Dem Schreiben zufolge haben die Personen sechs Monate Zeit, bei der Identitätsfeststellung mitzuwirken; solange sollen sie inhaftiert bleiben. Sofern sie nicht kooperieren, würden sie ein weiteres halbes Jahr in Haft bleiben. Auf Anfrage der Welt am Sonntag bestätigte Manos Logothetis, Sekretär für die Ernstaufnahme von Migranten im griechischen Innenministerium, die Echtheit des Schreibens. Die Frage, ob die Türkei die Menschen wieder zurücknehme, beantwortete er nicht.
Nach der Ankündigung der Türkei, Migranten auf dem Weg in die EU nicht mehr aufzuhalten, hatte Athen entschieden, das Asylrecht für maximal 30 Tage außer Kraft zu setzen. Migranten, die in dieser Zeit illegal nach Griechenland einreisen, sollen keinen Asylantrag stellen dürfen und zeitnah abgeschoben werden.
EU-Länder wollen Menschen aufnehmen
Die Flüchtlingshilfeorgansiation Pro Asyl kritisierte das "skandalöse Schweigen der EU-Innenminister zum Rechtsbruch in Griechenland". Unter den Migranten seien viele Familien mit kleinen Kindern. Ihnen drohe nun die Zurückschiebung in die Türkei. Das Schweigen der EU sei ein "menschenrechtlicher Dammbruch", sagte Pro Asyl-Geschäftsführer Günter Burkhardt.
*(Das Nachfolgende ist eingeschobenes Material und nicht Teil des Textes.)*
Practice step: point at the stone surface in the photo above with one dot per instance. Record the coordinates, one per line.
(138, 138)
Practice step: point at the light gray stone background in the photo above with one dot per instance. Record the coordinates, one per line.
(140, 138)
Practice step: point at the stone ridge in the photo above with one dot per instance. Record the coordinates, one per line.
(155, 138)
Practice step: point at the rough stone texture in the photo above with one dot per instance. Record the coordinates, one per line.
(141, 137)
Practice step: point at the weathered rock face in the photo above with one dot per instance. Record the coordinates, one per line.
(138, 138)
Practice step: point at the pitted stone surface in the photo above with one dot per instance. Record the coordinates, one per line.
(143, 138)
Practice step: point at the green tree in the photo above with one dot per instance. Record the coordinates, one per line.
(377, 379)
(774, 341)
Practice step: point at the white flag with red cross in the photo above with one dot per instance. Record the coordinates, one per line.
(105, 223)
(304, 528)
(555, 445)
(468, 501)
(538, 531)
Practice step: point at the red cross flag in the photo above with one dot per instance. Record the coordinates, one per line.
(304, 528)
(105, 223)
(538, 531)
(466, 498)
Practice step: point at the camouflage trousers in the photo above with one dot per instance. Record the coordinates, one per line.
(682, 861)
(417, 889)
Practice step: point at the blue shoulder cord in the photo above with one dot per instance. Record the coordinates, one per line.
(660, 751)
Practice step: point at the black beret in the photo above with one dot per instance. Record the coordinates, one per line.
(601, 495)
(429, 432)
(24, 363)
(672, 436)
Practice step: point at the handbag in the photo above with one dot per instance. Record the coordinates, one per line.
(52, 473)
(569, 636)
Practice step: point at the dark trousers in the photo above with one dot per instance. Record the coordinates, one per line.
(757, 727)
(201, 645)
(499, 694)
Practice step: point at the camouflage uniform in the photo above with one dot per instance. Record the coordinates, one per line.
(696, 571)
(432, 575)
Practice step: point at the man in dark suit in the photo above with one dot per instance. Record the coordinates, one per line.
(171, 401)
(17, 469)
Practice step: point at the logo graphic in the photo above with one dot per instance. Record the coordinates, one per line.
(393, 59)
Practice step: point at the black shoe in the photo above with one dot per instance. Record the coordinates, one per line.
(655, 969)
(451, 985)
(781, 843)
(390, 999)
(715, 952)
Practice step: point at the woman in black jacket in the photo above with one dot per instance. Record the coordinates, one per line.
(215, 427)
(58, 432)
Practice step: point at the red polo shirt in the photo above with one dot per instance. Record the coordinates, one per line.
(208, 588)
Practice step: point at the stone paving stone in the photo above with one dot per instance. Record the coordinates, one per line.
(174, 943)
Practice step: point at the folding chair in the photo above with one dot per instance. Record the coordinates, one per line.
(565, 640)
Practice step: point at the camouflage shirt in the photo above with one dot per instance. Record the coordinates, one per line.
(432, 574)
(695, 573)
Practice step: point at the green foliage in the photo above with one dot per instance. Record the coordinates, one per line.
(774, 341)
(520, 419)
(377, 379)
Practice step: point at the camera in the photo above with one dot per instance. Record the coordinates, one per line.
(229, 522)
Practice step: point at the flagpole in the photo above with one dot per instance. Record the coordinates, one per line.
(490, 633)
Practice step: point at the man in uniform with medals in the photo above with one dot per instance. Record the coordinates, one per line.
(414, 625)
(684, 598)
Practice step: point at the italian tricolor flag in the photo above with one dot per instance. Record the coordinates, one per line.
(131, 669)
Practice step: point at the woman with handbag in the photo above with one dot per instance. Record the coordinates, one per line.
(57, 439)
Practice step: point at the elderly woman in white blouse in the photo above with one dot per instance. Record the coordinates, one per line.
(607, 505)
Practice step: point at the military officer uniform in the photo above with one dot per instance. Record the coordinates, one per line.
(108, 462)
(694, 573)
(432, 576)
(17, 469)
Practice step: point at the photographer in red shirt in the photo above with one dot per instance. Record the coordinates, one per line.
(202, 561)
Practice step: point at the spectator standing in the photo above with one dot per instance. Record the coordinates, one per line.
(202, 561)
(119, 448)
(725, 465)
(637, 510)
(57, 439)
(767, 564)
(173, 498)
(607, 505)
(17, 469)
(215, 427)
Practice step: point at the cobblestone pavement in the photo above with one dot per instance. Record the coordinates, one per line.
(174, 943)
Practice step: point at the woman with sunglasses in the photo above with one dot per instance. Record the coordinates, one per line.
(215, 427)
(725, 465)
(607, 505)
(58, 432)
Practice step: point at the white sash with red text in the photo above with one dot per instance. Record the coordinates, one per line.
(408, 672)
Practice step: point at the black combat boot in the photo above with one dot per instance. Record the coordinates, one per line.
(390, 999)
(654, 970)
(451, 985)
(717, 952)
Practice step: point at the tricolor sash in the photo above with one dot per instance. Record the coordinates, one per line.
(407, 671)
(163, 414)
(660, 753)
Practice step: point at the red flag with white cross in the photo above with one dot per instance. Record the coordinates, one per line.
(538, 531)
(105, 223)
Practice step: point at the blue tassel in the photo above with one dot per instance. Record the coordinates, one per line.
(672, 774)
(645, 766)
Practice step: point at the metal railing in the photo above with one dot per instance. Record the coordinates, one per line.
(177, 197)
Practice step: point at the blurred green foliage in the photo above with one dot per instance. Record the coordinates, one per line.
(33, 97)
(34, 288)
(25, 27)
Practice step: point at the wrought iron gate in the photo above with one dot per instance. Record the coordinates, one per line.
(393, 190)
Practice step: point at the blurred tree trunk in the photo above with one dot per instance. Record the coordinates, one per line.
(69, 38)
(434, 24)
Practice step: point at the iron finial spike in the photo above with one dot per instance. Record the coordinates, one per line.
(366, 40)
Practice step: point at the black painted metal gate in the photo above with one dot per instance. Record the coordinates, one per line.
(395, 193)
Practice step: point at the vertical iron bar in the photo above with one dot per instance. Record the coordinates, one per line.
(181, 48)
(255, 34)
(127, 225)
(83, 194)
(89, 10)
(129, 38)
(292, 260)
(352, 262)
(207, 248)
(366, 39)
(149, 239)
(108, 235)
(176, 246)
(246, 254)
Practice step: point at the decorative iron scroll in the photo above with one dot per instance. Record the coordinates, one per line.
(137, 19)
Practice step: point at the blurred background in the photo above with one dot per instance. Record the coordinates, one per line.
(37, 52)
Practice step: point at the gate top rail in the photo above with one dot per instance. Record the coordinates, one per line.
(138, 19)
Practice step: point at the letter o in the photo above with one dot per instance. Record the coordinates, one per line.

Caritas-Präsident Peter Neher begrüßte unterdessen die Entscheidung einiger EU-Länder, insgesamt 1600 geflohene Kinder und Jugendliche von den griechischen Lagern aufzunehmen. Die Zahl sei jedoch angesichts der unerträglichen Zustände auf den griechischen Inseln viel zu niedrig gegriffen. Die katholische Hilfsorganisation forderte weiterhin die Aufnahme von besonders schutzbedürftigen Menschen, wie unbegleitete Minderjährige, Kinder und ihre Familien, Schwangere und Schwerkranke. Mehrere Kommunen und Organisationen hatten ihre Bereitschaft erklärt, Menschen aufzunehmen, "dies gilt es aufzugreifen".